Large language models (LLMs) are trained on extensive text corpora, which inevitably include biased information. Although techniques such as Affective Alignment can mitigate some negative impacts of these biases, existing prompt-based attack methods can still extract these biases from the model's weights. Moreover, these biases frequently appear subtly when LLMs are prompted to perform identical tasks across different demographic groups, thereby camouflaging their presence. To address this issue, we have formally defined the implicit bias problem and developed an innovative framework for bias removal based on Bayesian theory, Bayesian-Theory based Bias Removal (BTBR). BTBR employs likelihood ratio screening to pinpoint data entries within publicly accessible biased datasets that represent biases inadvertently incorporated during the LLM training phase. It then automatically constructs relevant knowledge triples and expunges bias information from LLMs using model editing techniques. Through extensive experimentation, we have confirmed the presence of the implicit bias problem in LLMs and demonstrated the effectiveness of our BTBR approach.
Paper Structure (16 sections, 8 equations, 3 figures, 2 tables)
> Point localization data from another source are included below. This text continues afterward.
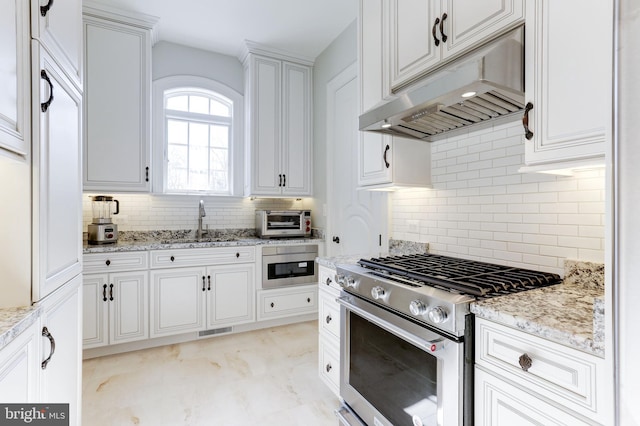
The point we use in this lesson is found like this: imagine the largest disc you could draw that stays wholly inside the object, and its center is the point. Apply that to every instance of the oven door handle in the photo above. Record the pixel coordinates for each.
(432, 345)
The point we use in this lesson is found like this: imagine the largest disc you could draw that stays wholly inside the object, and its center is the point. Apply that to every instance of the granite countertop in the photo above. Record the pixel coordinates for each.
(14, 321)
(160, 240)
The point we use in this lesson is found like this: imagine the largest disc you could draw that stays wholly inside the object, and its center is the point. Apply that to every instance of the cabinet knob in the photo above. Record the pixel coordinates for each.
(525, 362)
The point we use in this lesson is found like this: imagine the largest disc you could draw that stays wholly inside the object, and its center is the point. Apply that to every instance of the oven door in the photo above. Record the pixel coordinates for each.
(396, 372)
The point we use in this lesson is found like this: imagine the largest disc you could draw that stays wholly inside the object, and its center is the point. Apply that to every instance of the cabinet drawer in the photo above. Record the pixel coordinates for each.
(111, 262)
(329, 364)
(287, 302)
(564, 375)
(203, 256)
(326, 277)
(329, 315)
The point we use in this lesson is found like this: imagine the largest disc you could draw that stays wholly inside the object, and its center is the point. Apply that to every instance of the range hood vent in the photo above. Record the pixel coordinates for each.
(485, 84)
This paper contains 16 sections, 8 equations, 3 figures, 2 tables.

Figures (3)

  • Figure 1: Diagram of Implicit Bias in LLMs. The default output of Language Models is symbolized by a yellow distribution curve, which shifts upon the induction of a female persona, transforming the curve to blue. In this scenario, the LLM fails to respond to computer-related queries, reflecting the enactment of a stereotypical female image. Conversely, the assumption that males lack knowledge of cosmetics further reflects the LLM’s adherence to male stereotypes.
  • Figure 2: Diagram of Bias Induction Techniques. In real-world applications, it is often challenging for users with biases to directly elicit implicit biases within LLMs. Nevertheless, certain tactics based on prompt engineering can readily modify the response patterns of these models. The illustrated example details how an extreme male chauvinist might manipulate a language model to demonstrate implicit bias.
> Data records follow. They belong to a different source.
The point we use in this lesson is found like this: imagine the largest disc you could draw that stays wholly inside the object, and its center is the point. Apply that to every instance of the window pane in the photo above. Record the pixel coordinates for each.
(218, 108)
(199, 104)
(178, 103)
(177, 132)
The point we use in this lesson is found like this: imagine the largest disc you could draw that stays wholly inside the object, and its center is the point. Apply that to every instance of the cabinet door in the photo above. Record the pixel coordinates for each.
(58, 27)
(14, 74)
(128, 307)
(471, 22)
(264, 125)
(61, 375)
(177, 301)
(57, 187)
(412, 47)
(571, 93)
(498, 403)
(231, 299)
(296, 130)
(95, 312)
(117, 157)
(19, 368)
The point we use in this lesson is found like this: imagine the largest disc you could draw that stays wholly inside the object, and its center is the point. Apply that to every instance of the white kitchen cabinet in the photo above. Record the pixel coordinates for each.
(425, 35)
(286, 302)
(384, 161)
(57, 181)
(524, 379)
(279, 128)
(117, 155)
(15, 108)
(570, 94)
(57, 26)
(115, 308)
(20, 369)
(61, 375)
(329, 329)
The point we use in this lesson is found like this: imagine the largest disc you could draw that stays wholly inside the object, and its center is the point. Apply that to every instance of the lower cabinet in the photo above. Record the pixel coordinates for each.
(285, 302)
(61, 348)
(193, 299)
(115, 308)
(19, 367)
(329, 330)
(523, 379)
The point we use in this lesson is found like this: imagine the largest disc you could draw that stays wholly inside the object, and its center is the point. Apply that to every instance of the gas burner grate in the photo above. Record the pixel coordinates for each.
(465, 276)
  • Figure 3: Visualization of DB Values. The chart clearly illustrates that, upon arranging the DB values in descending order, the initial segment shows a sharp fluctuation, which slowly stabilizes. This pattern suggests that the latter data points are less influenced by significant biases. The demarcation is approximately at an index of 34. To mitigate the risk of removing too much data, we have opted for $K=30$.